Summary: Differences Between Canadian & US Banks
Three banks in the US have failed this month. One of them, Silicon Valley Bank (SVB) was the 16th largest bank in the country. Problems at banks aren’t limited to this side of the Atlantic: UBS has stated its intent to purchase Credit Suisse in a government-backstopped transaction at a purchase price roughly 99% lower than Credit Suisse’s peak market value in 2007. As a Canadian, there’s likely no better time than the present to learn about the differences between Canadian & US banks.
It’s highly likely that there is more turmoil ahead. First Republic Bank stock is in freefall as it looks to raise funds through an emergency issue of new shares and there’s a good chance that it will be acquired in another fire sale.
I’m not going to use this article to make predictions on the fallout of these events, though I do have considerable faith in the system restabilizing. Rather, the focus of this piece is on the differences that exist between the Canadian and US banking systems, and why the events currently unfolding in the United States haven’t been an issue in Canada for most of our country’s history.
The differences between Canadian & US banks are a reflection of the differences between the demography, history, and political ideology of the two countries.
Canada is a very big country that is almost entirely empty. When visualized, the population distribution is staggering:
Our population is heavily concentrated, and our banking sector is too. The two largest companies in the TSX by market capitalization, and four of the top seven, are banks.
While the United States is geographically smaller, it is generally more fit to human habitation, which is a contributing factor to its population being roughly ten times greater than Canada’s. And these people are spread more evenly throughout the country. The American banking sector has been influenced by this, as regional and industry-specific banks are more feasible given this demography.
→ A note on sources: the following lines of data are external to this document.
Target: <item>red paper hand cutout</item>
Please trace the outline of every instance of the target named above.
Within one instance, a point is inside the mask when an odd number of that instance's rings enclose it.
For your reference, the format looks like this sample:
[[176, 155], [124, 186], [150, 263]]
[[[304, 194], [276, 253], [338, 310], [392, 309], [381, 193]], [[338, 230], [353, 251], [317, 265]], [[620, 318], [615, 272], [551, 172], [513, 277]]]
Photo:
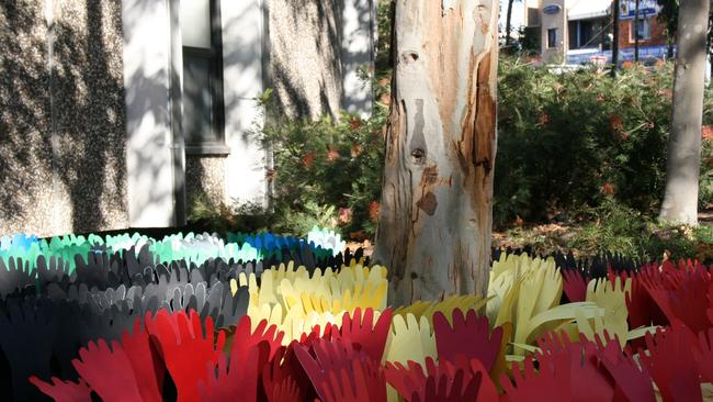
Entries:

Regional and industry-specific banks can have single points of failure that you won’t see within larger, national banks. Take SVB, for example. It’s an institution that took great pride in a customer base operating on the cutting edge of technological progress. The companies that made up SVB’s client base were outsized beneficiaries of easy money as billions in venture capital funding sought out new opportunities in tech. Now that interest rates have risen so much and business conditions in general have become less favourable, many of these tech corporations have seen their fortunes turn. They could no longer rely on new equity raises or cheap debt funding and instead had to draw on their deposits with SVB. Some of the biggest names in tech, including Marc Andreessen and Peter Thiel, didn’t do SVB any favours when they turned to Twitter to broadcast their decision to pull deposits from the bank.
Canadian banks, by contrast, have more diverse and stable client bases, and are not as susceptible to single points of failure.
Politics & History in Banking
The respective banking sectors in the US and Canada are also a microcosm of differences in political ideology. The bias in Canada is focused on well-regulated banks operating nationally and being subject to a high degree of political scrutiny. The United States, on the other hand, adheres more firmly to the principle of division of power. Their national independence was won through a war fought over this very issue.
The political system in the US is based heavily on checks and balances, aimed at limiting power concentration. Policymakers and voters have extended this sentiment to the banking sector. Politicians on both sides of the aisle, from Maxine Waters to Donald Trump, have espoused the merits of supporting the country’s regional and community banks to avoid concentrating power in the hands of a few national banks.
This is to say nothing about the differences in regulations between Canada and the United States. While conditions for bank activity tightened in the States following the 2008 financial crisis, many of their banks don’t meet the liquidity metrics present in Canada. And the looser regulation is partially intended to support regional and community banks that would otherwise be unable to adhere to a heightened level of scrutiny.
The structures of the two countries’ banking sectors have led to vastly different outcomes. 565 US banks have failed since 2001; the last time a bank failed in Canada was 1923. Stability isn’t necessarily a reflection of a better system, but with all the uncertainties that exist in the world, I prefer having my deposits in a bank with a 200-year track record.